By sending buying links through emails, texts, tweets, Facebook posts, and posts on their blogs and websites, independent authors are making sales and earning higher royalties.
Want to know what the future holds for self publishing? All you need to do is take a look at the Indie music scene. Today’s independent authors are following a similar script to the one musicians wrote over the past two-and-a-half decades.
The parallels are almost an exact historical mirror image.
- First, technological innovations opened the door. For musicians, this included cheaper home recording options, the ubiquity of CDs, and the ease of MP3 access and distribution. For independent authors, it’s digital files and printing, eBooks, and POD production and distribution.
- Next came the impact on the traditional gatekeepers’ control of the marketplace as independents crashed the party. The old guard’s stranglehold on tastemaking dissolved. What happened to the big music labels like Sony, EMI, Capital, etc. matches the upheaval and consolidation we’ve seen among major traditional publishers.
- Finally, access to the marketplace opened wide, with musicians and authors adding a tsunami of content to Amazon, iTunes/iBooks and hundreds of other platforms and channels. Music fans – and readers – continue to be the beneficiaries of this new creative era (no matter what Laurie Gough at the Huffington Post has to say – take it from the massive reaction in the comments!).
Now independent authors can follow musicians in the next chapter of creative success by selling printed books and eBooks directly to their fans. Authors have the ability to make more income – a lot more! – and engage their fans to build long-lasting relationships without the middleman.
Building a direct channel for sales is the best option to create a lucrative income stream that has no intermediary looking to charge a sales commission. With your own web pages you can make much more than the typical eBook and POD royalties. For example: BookBaby authors earn 85% royalties on eBooks sold through their own BookShop eCommerce pages. That compares with rates of 30% to 70% selling through Amazon. For Print On Demand titles, BookShop sales earn authors a guaranteed 50% royalties, much more than the 8% to 15% earned on Amazon.
There are even more benefits to selling direct to your readers
Selling direct enables the author a way to learn more about their customers and create a rich and meaningful relationship.
- Controlling your own sales channel allows you to build a strong marketing database that can be used for strategic email messaging.
- You can share your story to help readers get to know you better and encourage them to be ready to support your future writing efforts.

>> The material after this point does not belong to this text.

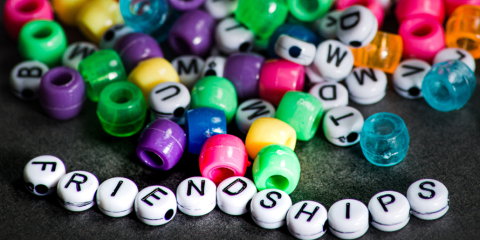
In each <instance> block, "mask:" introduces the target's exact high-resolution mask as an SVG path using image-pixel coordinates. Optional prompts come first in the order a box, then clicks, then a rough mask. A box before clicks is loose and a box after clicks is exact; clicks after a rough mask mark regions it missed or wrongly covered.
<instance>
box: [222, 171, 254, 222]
mask: <svg viewBox="0 0 480 240" xmlns="http://www.w3.org/2000/svg"><path fill="white" fill-rule="evenodd" d="M256 193H257V187H255V184H254V183H253V182H252V181H251V180H250V179H248V178H246V177H229V178H227V179H225V180H223V181H222V182H221V183H220V184H219V185H218V188H217V205H218V207H219V208H220V210H222V211H223V212H225V213H226V214H230V215H242V214H245V213H247V212H248V210H247V204H248V203H249V202H250V200H251V199H252V198H253V196H255V194H256Z"/></svg>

- This relationship with your readers – many of whom are now actively looking to buy directly from you – enables your fans to support creativity on a personal level rather than through a global conglomerate. In many ways, it’s more in line with similar movements where farmers, artisans, and craftspeople are establishing a localized economy through farmer’s markets and craft venues – physically and online.
How do you get readers to buy direct instead of via Amazon?
The answer is within your control. One of the hidden truths of self publishing has to do with browsing and book discovery on the huge retail sites. In a nutshell, it just doesn’t happen for indie authors. While it’s important to have printed books available on Amazon for legitimacy, it’s very unlikely that readers will discover self-published authors this way. The Amazon algorithms for genre or book searches don’t favor unknown independent authors. Searches are often done for more famous authors. (Not unlike how indie music artists have a hard time being discovered on iTunes or Spotify.)
The good news is, self-published authors ARE getting discovered in a whole different way.
In talking with dozens of self-published authors and by monitoring sales results, we estimate that a vast majority of sales by independent authors are a result of their driving interested readers directly to a designated retail website to make a purchase. As much as 90% of sales for some of BookBaby’s self-published authors come from BookShop.
What this means is that authors already control where their books are sold by sending buying links through emails, texts, tweets, Facebook posts, and links posted on their author blog or website. Their faithful readers follow their instructions as to where to buy.
Once you have your own direct-to-reader web pages set up, send readers there instead of Amazon, iBooks, or Barnes Noble. You’ll make lots more revenue and your readers will enjoy a better experience by dealing directly with their new favorite author!